Considere-se que a mortalidade infantil tem caído e nas últimas duas décadas a redução chega a 50%, segundo o relatório "Progresso para a infância: além das médias", sobre os Objetivos de Desenvolvimento do Milênio, recentemente divulgado. E a maioria das mortes relacionadas a problemas de nutrição ocorre em países que não estão sofrendo com conflitos ou fome, segundo o professor Robert Black, da Escola de Saúde Pública Johns Hopkins Bloomberg, nos Estados Unidos.
"Estes não são os países mais pobres do mundo. São países como a Índia ou a Nigéria ou muitos outros países na Ásia ou África, que realmente poderiam se sair melhor, que têm os recursos para alimentar as crianças. Certamente, os mais pobres têm os maiores problemas com subnutrição, mas mesmo assim há comida o suficiente para alimentar as crianças”, garante o especialista, numa publicação da BBC. Ou seja, há avanços nessa área tão delicada e a solução é possível.
E na verdade tais problemas, a mortalidade infantil e a matança de animais, não se conflitam, antes se sobrepõem. Têm a ver com a velha e inabalável ganância do homem, que invariavelmente resulta no sofrimento dos mais pobres e na degradação da natureza, incluindo a morte de animais.
Hoje há fazendas que criam mamíferos de grande porte na África, alguns deles destinados depois à caça. Mas o número de leões selvagens no continente diminuiu 80% nos últimos vinte anos. A ONU alerta que cerca de 700 leões são caçados por ano na África, um número que preocupa os ambientalistas. Esse é o problema, o desequilíbrio ambiental, e a morte de Cecil simbolizou algo que os humanos toleram cada vez menos.
Até 25 mil elefantes são mortos anualmente na África, muitos deles por causa do marfim, que é um artigo valioso no extremo oriente. Mas grande parte é abatida em caças esportivas, como aquela que flagrou o então rei da Espanha, Juan Carlos, fotografado em 2012, espingarda em punho e um grande mamífero morto ao fundo. Também foi execrado publicamente e nunca mais recuperou a sua imagem.
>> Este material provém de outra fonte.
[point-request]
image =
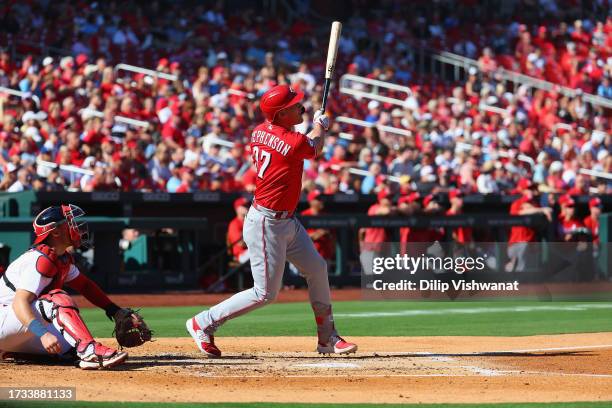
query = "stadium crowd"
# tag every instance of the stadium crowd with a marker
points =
(479, 135)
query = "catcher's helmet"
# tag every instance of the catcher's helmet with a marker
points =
(52, 217)
(278, 98)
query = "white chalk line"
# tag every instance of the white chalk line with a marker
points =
(498, 373)
(581, 307)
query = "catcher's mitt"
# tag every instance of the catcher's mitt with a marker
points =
(130, 329)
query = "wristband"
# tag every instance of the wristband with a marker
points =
(37, 328)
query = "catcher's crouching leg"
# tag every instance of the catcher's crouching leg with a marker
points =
(58, 308)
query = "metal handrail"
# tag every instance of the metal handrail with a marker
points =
(595, 173)
(467, 63)
(20, 94)
(522, 157)
(146, 71)
(65, 167)
(363, 123)
(363, 173)
(345, 88)
(117, 118)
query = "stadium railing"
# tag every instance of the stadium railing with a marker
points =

Pois se não é para servir de alimento, por que matar, se é possível simplesmente ver, presenciar filmar e fotografar, atividades também tão rentáveis? Só os boçais não se interessam pelo extermínio dos animais e acham que o mundo vive sem eles. O tempo e o coro dos indignados tem mostrado que eles estão errados e na contramão da história.